Par rapport à l’accord pour la paix et la réconciliation, l’ancien ministre de poursuivre qu’il a toujours dit dans son intervention à la radio et à la télé que vraiment ce document n’a pas encore trouvé de lecteur à Bamako. Ainsi, il estime que les Maliens doivent continuer ensemble à chercher l’application de l’accord et non à déchirer ce qui, selon lui, n’a pas encore été lu. « On ne peut déchirer ce qui n’est pas été lu », a déclaré Bathily, ajoutant qu’il été dans le gouvernement et personne ne lui a jamais donné l’accord pour qu’il le lise. Il soutient qu’il n’y a jamais de réunion pour qu’on lise l’accord de paix, encore moins son partage au cours d’un forum aussi grand que celui-là. Lequel se demande de savoir la destination des fonds qui ont été mobilisés pour que cet accord soit appliqué. « Peut-être il faudrait faire un audit », a-t-il conclu.

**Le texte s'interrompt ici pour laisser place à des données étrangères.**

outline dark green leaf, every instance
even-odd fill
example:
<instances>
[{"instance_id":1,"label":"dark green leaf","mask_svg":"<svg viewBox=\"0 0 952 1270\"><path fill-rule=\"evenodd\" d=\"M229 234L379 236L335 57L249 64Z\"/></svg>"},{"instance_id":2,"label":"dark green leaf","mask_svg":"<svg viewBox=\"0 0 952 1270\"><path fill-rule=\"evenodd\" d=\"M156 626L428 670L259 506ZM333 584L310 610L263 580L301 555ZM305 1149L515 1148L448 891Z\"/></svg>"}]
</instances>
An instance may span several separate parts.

Quant au secrétaire général de la CMA, Billal Ag Achérif, la lenteur dans la mise en œuvre de l’Accord, a favorisé une insécurité de plus en plus inquiétante. « Nous appelons le gouvernement du Mali à arrêter de miser sur l’usure et l’enlisement de la situation dans le souci de se dédouaner de son rôle de premier responsable dans la mise en œuvre de l’accord qui est l’unique opportunité pour une paix durable au Mali », a interpellé le chef du MNLA. Avant de poursuivre qu’une telle posture n’est pas de nature à calmer une situation déjà explosive, « l’heure est venue de dépasser tout statuquo préjudiciable à la paix ».

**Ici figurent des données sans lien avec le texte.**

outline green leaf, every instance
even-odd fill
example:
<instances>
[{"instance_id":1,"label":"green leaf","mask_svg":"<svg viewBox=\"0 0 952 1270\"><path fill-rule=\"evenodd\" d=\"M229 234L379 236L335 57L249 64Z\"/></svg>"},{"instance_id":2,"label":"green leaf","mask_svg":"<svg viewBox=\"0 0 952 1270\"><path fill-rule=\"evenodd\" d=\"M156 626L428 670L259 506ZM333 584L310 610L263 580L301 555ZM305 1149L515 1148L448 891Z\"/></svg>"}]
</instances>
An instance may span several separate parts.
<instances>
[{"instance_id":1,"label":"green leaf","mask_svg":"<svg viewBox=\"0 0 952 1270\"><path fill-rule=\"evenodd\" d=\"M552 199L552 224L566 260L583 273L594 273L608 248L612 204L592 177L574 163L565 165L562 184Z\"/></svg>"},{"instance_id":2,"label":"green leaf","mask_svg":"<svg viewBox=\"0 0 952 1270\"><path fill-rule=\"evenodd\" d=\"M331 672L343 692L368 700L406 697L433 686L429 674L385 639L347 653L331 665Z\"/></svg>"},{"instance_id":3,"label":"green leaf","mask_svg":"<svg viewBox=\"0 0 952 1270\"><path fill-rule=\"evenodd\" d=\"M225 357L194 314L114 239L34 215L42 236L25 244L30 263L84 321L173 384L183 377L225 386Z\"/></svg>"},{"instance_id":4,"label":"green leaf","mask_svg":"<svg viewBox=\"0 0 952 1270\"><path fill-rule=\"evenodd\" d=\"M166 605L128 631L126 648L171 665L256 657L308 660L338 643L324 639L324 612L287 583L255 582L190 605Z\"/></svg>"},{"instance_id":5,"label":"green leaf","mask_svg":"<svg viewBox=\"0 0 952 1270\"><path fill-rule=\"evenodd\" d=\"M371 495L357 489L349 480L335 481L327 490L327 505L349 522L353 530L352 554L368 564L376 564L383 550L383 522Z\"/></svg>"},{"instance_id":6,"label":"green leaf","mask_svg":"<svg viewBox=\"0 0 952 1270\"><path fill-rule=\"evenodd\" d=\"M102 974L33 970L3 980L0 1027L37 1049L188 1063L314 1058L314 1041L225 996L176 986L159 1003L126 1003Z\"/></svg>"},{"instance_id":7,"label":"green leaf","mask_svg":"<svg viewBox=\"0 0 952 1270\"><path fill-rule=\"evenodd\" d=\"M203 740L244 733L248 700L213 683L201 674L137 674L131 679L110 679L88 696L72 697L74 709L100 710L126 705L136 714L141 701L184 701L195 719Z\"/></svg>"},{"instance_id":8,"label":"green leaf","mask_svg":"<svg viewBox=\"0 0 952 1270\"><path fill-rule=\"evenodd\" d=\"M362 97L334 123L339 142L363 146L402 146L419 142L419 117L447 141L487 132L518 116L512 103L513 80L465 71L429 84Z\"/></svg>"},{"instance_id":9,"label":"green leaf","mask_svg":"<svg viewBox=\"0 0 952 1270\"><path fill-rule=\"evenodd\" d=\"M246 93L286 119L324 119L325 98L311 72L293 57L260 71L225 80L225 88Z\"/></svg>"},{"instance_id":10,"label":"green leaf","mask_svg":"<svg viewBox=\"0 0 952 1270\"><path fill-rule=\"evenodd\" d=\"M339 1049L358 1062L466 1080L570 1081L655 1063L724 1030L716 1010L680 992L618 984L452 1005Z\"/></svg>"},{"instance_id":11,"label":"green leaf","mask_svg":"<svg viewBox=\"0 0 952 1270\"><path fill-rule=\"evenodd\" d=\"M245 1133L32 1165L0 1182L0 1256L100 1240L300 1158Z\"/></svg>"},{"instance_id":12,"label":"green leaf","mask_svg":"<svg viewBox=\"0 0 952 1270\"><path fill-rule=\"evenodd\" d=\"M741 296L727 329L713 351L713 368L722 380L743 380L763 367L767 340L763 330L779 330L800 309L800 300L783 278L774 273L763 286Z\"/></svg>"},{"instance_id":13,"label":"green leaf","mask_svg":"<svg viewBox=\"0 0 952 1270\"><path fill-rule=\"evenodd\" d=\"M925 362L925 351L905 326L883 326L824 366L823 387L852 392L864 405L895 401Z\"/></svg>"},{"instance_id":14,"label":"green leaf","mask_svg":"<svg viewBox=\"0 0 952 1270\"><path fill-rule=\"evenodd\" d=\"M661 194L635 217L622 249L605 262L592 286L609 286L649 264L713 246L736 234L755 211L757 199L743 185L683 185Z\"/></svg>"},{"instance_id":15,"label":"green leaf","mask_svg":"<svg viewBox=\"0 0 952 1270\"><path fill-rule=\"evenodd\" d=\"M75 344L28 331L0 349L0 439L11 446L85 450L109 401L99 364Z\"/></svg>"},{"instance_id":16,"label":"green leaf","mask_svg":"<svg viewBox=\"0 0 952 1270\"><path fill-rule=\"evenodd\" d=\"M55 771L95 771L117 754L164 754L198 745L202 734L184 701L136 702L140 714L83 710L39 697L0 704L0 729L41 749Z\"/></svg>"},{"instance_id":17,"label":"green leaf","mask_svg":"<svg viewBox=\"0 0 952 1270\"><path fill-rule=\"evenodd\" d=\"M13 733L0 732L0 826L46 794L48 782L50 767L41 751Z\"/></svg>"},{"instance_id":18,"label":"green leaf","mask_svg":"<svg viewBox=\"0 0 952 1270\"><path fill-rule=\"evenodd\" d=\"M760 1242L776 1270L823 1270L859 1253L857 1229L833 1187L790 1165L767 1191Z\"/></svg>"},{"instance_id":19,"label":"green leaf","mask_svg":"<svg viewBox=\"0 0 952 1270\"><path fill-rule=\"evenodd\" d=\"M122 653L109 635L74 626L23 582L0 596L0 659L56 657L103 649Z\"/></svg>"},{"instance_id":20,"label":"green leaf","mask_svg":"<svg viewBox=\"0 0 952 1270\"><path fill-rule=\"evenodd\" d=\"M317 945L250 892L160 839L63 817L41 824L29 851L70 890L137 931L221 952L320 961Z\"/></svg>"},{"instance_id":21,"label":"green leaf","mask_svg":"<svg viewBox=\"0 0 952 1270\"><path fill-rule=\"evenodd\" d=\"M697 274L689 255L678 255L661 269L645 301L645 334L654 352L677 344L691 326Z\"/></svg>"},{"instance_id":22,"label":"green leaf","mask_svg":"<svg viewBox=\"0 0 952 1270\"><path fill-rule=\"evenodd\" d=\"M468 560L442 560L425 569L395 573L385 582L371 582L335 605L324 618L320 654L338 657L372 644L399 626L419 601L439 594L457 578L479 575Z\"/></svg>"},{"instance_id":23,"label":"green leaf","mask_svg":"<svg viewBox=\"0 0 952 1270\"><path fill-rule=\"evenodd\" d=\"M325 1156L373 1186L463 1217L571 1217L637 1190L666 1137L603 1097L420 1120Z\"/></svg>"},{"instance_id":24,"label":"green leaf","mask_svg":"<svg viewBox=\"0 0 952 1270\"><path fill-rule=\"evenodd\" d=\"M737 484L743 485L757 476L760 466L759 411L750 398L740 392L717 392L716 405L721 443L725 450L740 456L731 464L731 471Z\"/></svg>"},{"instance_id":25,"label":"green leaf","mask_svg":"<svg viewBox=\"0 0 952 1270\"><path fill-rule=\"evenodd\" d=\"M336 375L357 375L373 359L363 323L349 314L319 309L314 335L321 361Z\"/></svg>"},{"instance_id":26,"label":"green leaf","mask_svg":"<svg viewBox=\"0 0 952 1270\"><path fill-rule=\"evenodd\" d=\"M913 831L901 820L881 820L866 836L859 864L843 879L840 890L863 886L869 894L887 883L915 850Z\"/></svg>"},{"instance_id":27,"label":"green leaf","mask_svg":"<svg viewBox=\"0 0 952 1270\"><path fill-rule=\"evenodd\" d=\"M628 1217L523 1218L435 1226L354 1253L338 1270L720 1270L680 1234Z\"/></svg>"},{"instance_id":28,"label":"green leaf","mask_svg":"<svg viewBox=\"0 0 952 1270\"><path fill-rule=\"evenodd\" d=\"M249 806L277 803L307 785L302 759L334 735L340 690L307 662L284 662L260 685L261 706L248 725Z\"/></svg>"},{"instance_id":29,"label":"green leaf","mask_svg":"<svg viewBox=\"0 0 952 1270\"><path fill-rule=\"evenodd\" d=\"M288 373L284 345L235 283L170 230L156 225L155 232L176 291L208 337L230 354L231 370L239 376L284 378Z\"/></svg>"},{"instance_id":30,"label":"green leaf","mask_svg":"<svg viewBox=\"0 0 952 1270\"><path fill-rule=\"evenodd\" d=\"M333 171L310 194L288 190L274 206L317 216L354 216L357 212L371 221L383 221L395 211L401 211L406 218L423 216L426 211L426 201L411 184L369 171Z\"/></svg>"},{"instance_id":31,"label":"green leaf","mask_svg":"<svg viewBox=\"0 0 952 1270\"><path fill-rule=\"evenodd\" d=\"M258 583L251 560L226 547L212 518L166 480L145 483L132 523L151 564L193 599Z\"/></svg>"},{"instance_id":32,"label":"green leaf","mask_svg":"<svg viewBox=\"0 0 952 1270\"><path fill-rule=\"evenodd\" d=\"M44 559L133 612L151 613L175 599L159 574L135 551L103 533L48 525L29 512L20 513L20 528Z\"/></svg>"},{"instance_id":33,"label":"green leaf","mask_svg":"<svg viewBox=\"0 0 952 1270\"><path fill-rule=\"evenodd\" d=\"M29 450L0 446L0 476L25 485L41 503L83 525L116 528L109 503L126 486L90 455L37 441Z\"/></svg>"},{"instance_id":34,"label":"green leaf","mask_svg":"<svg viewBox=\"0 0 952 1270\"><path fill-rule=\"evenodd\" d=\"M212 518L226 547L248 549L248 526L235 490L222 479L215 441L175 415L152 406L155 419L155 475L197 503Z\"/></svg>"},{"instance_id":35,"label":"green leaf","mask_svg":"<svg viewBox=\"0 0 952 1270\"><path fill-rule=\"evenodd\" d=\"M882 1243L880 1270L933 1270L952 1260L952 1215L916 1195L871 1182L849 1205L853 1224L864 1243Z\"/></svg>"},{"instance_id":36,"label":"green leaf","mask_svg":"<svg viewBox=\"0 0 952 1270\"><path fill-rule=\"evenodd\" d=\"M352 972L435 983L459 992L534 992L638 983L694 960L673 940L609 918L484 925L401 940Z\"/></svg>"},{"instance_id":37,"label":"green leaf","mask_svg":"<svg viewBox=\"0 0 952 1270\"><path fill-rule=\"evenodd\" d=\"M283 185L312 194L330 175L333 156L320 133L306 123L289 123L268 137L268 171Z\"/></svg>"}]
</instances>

Par ailleurs, il dira que le projet de société porté par le MNLA est l’expression d’un cumul de maux dont ont souffert les populations de l’Azawad depuis la colonisation. Pour lui, le conflit opposant l’Azawad et le Gouvernement central de Bamako est éminemment politique. Il soutient que cette dimension n’a jamais été sérieusement prise en compte dans les processus de mise en œuvre des différents accords conclus. Billal Ag Achérif a dénoncé à cette circonstance les interférences d’intérêts géopolitiques inavoués de différents acteurs qui, selon lui, ont toujours mis à mal l’aboutissement d’une solution adaptée et durable. En attestant que la lutte du peuple de l’Azawad pour ses droits politiques n’a bénéficié jusqu’ici d’aucun soutien politique de la part de l’Etats et d’organisations étrangères, contrairement à d’autres luttes similaires ailleurs dans le monde.